Chainlink Labs and Anchorage Digital are founding contributors to a new political action committee intended to back U.S. candidates who support digital asset and blockchain-friendly policy. The group, called the Blockchain Leadership Fund, is a hybrid PAC that can make direct contributions to candidates and fund independent expenditures such as media buys.
Neither company disclosed how much it will give to the new PAC. Federal Election Commission records show no funding reported between the PAC’s creation in September and Dec. 31.
Update (March 30 at 9:25 pm UTC): This article was updated to include a response from Anchorage Digital. An Anchorage spokesperson told Cointelegraph the company plans to make a “meaningful contribution” that will be disclosed to the FEC.
The PAC’s launch, supported by Chainlink, Anchorage and members of advocacy group The Digital Chamber, comes roughly seven months before the Nov. 3 midterm elections that will determine control of both the House and Senate. Those chambers are needed to advance or pass crypto-related legislation such as the GENIUS Act, which was approved in July, and the CLARITY Act, a market-structure bill currently under consideration in the Senate.
A Chainlink spokesperson said candidates who back the CLARITY Act “deserve sustained, organized support from the industry.” Anchorage warned in its announcement that “2026 will be pivotal for crypto regulation,” saying decisions made now will influence the industry and U.S. financial leadership for years and will depend on which stakeholders invest and show up.
Anchorage co-founder and CEO Nathan McCauley has said he meets regularly with lawmakers to discuss the stalled market-structure bill, which faces concerns including issues around stablecoin yield. Anchorage is among several crypto-linked firms that could benefit from changes in regulation if those bills advance.

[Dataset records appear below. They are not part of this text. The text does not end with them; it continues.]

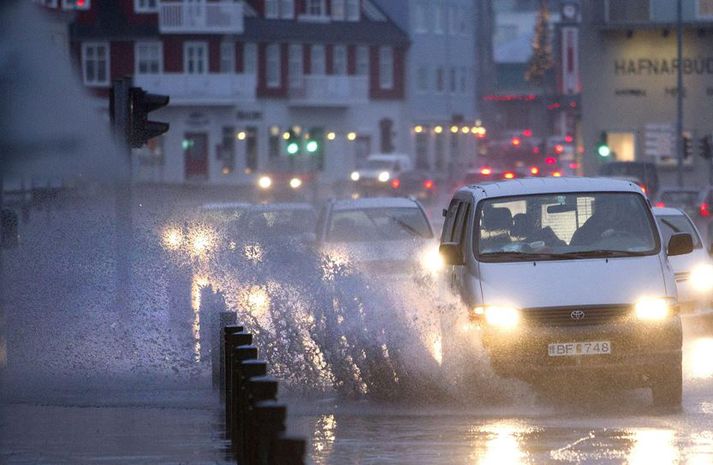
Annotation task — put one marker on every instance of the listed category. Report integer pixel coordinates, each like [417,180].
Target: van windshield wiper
[600,253]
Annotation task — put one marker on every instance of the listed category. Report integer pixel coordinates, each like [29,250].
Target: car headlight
[702,278]
[431,260]
[653,309]
[499,316]
[265,182]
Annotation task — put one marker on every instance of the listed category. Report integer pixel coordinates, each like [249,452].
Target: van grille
[570,316]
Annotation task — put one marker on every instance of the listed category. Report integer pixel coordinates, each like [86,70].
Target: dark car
[645,173]
[416,183]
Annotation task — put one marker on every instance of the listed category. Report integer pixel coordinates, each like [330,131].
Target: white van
[568,276]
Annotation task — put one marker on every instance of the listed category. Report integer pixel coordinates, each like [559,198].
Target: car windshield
[679,197]
[673,224]
[379,164]
[564,226]
[378,224]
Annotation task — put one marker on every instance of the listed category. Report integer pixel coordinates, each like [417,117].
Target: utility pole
[679,93]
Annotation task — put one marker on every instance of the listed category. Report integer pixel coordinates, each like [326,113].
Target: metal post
[679,93]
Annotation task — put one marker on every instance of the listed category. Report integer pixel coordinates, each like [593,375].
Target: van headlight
[499,316]
[653,309]
[701,278]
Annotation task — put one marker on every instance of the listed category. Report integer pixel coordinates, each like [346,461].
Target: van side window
[449,223]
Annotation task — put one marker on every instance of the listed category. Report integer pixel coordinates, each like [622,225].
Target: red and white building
[242,75]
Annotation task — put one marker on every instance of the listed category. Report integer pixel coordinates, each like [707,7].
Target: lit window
[295,66]
[386,68]
[318,60]
[250,58]
[148,57]
[195,57]
[76,4]
[227,57]
[95,63]
[362,65]
[338,10]
[353,10]
[146,6]
[273,65]
[340,59]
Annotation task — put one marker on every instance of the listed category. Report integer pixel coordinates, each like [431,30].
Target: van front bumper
[638,350]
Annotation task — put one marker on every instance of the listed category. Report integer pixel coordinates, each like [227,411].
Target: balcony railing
[200,17]
[330,90]
[205,89]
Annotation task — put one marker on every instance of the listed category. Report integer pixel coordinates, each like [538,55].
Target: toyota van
[567,277]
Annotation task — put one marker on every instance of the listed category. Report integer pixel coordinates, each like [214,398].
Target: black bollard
[241,421]
[225,319]
[288,451]
[269,424]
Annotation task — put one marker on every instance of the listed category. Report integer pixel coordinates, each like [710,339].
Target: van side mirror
[451,253]
[680,244]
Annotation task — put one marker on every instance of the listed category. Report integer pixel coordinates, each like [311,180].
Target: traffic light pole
[679,94]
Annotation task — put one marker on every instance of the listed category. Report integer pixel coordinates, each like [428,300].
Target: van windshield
[564,226]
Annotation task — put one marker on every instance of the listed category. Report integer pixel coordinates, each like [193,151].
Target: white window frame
[353,10]
[295,65]
[339,10]
[322,6]
[250,58]
[323,59]
[362,60]
[141,6]
[227,57]
[272,9]
[138,58]
[287,9]
[421,25]
[339,55]
[67,5]
[186,59]
[386,68]
[438,18]
[273,65]
[86,46]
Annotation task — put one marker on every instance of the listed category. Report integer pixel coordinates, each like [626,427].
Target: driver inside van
[610,219]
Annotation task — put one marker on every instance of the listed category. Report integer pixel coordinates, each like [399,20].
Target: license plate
[570,349]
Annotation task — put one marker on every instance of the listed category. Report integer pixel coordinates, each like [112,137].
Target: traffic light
[687,147]
[603,149]
[706,147]
[129,109]
[293,144]
[141,103]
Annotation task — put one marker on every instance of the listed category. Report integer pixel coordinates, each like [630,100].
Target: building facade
[247,78]
[441,90]
[630,83]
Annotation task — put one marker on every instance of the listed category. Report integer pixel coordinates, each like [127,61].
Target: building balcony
[201,89]
[332,91]
[200,17]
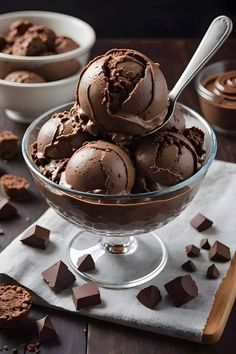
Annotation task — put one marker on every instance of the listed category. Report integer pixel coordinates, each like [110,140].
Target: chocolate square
[86,295]
[201,222]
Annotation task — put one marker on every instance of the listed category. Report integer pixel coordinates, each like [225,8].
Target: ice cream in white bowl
[25,101]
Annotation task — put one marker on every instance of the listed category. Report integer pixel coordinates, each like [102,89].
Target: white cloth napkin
[216,199]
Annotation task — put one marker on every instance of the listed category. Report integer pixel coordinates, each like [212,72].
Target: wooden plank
[222,307]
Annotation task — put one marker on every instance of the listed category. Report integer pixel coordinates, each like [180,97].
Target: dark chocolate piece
[86,295]
[192,251]
[8,145]
[219,252]
[6,209]
[189,266]
[212,272]
[46,329]
[182,289]
[205,244]
[149,296]
[14,187]
[85,263]
[37,236]
[58,276]
[201,222]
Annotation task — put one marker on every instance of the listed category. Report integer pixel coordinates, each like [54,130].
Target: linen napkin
[216,200]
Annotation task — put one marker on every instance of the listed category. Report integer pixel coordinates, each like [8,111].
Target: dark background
[140,18]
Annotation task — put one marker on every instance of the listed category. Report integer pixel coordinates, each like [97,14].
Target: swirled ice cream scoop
[60,136]
[122,91]
[100,167]
[165,159]
[223,86]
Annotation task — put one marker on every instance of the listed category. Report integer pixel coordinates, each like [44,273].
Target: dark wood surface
[79,335]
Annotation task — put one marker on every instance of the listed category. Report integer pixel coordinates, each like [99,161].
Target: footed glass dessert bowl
[119,231]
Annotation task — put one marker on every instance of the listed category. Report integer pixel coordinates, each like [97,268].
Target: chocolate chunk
[219,252]
[182,289]
[8,145]
[149,296]
[201,222]
[85,263]
[189,266]
[86,295]
[14,187]
[58,276]
[205,244]
[6,209]
[192,251]
[37,236]
[212,272]
[46,329]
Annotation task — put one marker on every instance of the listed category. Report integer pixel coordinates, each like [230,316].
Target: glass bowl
[118,231]
[222,116]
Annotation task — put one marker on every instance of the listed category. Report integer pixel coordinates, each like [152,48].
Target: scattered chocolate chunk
[37,236]
[219,252]
[58,276]
[149,296]
[192,251]
[6,209]
[15,305]
[86,295]
[212,272]
[14,187]
[201,222]
[189,266]
[8,145]
[85,263]
[205,244]
[46,329]
[182,289]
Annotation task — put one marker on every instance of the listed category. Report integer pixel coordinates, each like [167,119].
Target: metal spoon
[215,36]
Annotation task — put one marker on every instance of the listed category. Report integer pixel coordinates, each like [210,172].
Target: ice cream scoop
[122,91]
[24,76]
[18,28]
[60,136]
[64,44]
[28,45]
[165,159]
[46,35]
[100,166]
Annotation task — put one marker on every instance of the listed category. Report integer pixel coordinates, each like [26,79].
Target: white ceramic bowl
[24,102]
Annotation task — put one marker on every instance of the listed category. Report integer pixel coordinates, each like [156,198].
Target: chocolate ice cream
[60,137]
[165,159]
[17,29]
[122,91]
[23,76]
[100,167]
[47,35]
[65,44]
[27,39]
[29,45]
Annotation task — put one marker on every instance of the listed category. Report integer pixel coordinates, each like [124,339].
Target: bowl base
[19,117]
[145,259]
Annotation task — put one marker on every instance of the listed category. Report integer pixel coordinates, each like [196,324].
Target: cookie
[15,304]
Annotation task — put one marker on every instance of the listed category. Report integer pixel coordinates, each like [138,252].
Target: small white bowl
[24,102]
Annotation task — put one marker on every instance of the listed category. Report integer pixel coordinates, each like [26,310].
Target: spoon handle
[215,36]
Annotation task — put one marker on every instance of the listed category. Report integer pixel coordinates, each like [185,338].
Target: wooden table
[79,335]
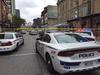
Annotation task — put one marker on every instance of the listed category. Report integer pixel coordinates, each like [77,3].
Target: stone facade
[88,14]
[49,16]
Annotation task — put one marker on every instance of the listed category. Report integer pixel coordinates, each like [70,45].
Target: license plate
[90,63]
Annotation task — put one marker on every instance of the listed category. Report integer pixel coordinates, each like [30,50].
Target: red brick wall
[4,12]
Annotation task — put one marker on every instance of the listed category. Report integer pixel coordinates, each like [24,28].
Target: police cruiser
[68,53]
[10,41]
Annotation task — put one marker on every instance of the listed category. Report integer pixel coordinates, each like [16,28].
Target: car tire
[16,49]
[36,49]
[49,64]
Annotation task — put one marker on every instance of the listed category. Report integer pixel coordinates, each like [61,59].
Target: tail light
[6,44]
[90,39]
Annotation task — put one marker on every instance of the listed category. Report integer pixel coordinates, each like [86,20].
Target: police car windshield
[6,36]
[70,38]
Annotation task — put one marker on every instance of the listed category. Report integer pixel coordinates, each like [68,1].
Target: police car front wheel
[49,64]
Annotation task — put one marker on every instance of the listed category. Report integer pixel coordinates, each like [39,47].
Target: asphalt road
[27,62]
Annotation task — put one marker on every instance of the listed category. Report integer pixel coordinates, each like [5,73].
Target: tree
[17,21]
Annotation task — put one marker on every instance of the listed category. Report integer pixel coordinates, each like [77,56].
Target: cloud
[30,9]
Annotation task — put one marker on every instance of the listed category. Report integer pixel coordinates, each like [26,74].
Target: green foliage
[17,21]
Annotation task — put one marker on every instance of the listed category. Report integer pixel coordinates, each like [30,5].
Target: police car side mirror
[37,38]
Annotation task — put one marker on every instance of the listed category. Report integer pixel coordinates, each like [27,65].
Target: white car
[33,32]
[68,53]
[10,41]
[86,34]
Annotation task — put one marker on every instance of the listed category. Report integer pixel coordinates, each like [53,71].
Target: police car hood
[79,45]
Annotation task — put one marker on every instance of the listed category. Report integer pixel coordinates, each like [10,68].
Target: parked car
[10,41]
[68,53]
[86,34]
[33,32]
[23,32]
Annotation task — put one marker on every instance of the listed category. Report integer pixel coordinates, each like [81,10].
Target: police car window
[46,38]
[70,38]
[6,36]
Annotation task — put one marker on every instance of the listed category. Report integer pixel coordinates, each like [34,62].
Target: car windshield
[70,38]
[6,36]
[84,33]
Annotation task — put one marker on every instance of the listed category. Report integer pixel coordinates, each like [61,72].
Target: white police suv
[10,41]
[68,53]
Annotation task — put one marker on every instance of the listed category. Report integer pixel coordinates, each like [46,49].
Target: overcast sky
[30,9]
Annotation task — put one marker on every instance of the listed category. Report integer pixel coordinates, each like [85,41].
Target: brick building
[49,16]
[87,13]
[3,14]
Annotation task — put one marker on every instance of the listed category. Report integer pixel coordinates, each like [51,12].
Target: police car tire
[16,49]
[49,64]
[23,42]
[36,49]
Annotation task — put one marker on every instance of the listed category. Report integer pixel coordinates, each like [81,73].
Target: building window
[76,13]
[84,10]
[71,15]
[66,16]
[71,3]
[63,7]
[98,26]
[60,9]
[66,5]
[4,8]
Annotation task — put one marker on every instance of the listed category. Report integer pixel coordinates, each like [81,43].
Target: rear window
[6,36]
[70,38]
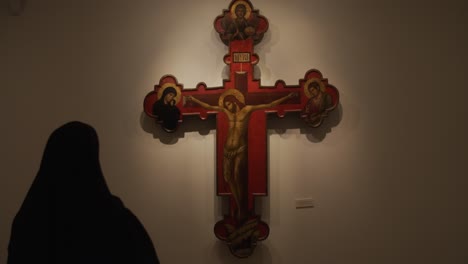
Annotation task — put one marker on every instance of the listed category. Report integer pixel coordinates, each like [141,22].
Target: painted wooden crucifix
[241,106]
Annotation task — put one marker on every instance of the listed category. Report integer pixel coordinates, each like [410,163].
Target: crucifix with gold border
[241,106]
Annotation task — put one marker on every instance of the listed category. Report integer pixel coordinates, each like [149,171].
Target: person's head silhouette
[69,214]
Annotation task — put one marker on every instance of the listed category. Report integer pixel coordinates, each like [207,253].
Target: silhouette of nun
[69,214]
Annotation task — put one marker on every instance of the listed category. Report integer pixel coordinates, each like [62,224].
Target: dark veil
[69,214]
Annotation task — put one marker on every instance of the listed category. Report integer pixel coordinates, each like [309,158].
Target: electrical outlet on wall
[305,203]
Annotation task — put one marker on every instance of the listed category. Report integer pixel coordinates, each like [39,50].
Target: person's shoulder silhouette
[70,216]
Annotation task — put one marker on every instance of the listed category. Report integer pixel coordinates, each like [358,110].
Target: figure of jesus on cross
[241,106]
[235,146]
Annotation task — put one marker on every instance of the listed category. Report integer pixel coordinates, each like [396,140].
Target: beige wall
[387,171]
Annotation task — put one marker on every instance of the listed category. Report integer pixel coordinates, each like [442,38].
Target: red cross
[242,228]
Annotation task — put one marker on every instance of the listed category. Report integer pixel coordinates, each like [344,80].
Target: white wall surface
[387,170]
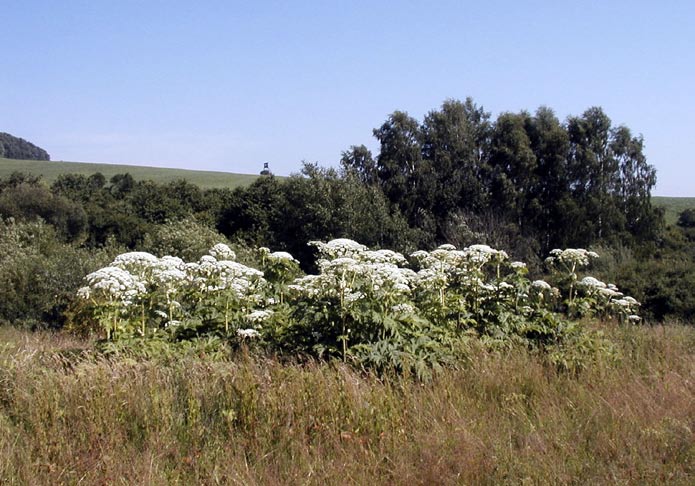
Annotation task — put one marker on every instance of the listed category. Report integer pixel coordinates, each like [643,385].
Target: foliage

The 2024 federal election saw roughly 270 pro-crypto candidates win congressional seats and resulted in Donald Trump’s election as president. That cycle included heavy spending from crypto-backed PACs — including groups tied to Ripple and Coinbase such as Fairshake — which spent hundreds of millions to support pro-crypto candidates. With many 2026 state primaries complete, crypto-aligned PACs have signaled plans to replicate those strategies; Fairshake said in January it had amassed more than $192 million for this year’s races.
FEC filings do not yet make clear where the Blockchain Leadership Fund will target its efforts in 2026. The PAC’s hybrid structure gives it flexibility to both contribute directly to campaigns and fund independent political activity on behalf of supported candidates.